We hebben een methode ontwikkeld om adeninenucleotidebinding in real time te meten aan intacte membraaneiwitten. Onze methode bouwt voort op verschillende andere gevestigde technieken, waaronder het labelen van eiwitten met ANAP met behulp van amber stop codononderdrukking 12, celontsluiting 14 en spanningsklemfluorometrie / PCF 19,20,21,22,23,24,25 . De synthese van deze benaderingen maakt het mogelijk om nucleotidebinding met hoge ruimtelijke en temporele resolutie te meten. Inderdaad, in ons vorige werk waren we in staat om onderscheid te maken tussen verschillende bindingsplaatsen op hetzelfde eiwitcomplex met behulp van deze benadering10,11. Belangrijk is dat deze techniek direct kan worden toegepast op kleine hoeveelheden eiwit in een cellulaire omgeving onder omstandigheden die de eiwitfunctie behouden. Door onze bindingsmethode te gebruiken in combinatie met directe, elektrofysiologische uitlezing van ionkanaalstromen kunnen we rijke inzichten verkrijgen in de moleculaire onderbouwing van channel gating11.

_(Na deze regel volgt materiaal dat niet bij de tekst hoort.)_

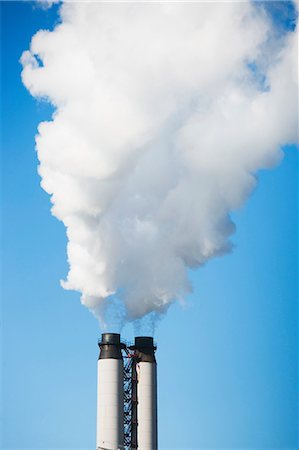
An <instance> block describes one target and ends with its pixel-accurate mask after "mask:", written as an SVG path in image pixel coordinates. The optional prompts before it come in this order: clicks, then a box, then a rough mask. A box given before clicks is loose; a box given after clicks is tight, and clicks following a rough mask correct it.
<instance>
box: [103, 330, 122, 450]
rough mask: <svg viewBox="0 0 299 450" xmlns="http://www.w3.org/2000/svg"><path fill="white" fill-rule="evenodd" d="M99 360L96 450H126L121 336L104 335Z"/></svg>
mask: <svg viewBox="0 0 299 450" xmlns="http://www.w3.org/2000/svg"><path fill="white" fill-rule="evenodd" d="M99 345H100V356H99V360H98V396H97V450H119V449H123V448H124V390H123V358H122V352H121V347H122V346H121V343H120V335H119V334H115V333H105V334H102V340H101V342H100V344H99Z"/></svg>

Omdat spectrometers een niet-standaard laboratoriumapparaat zijn, kan de ANAP-intensiteit ook in relatieve isolatie worden bewaakt met behulp van banddoorlaatfilters. Figuur 5B toont de spectrale eigenschappen van twee van dergelijke filters. Het 470/10 nm band-pass filter schermt effectief het fluorescentiesignaal van TNP-ATP af en overlapt goed met de piek ANAP-fluorescentie. De piektransmissie van dit filter is echter slechts ongeveer 50%, wat het moeilijk kan maken om goede signalen te verkrijgen van dimmembranen (of in weggesneden membraanvlekken onder spanningsklem). Een andere optie is een 460/60 nm band-pass filter. Er is iets meer overlap tussen het 460/60 nm filter en de voet van de TNP-ATP emissiepiek in vergelijking met het 470/10 nm filter. De 460/60 nm-bandpas heeft echter een transmissie van 90-95% over een breed bereik van de ANAP-piek, waarvan zou worden verwacht dat het het fluorescentie-emissiesignaal zal versterken.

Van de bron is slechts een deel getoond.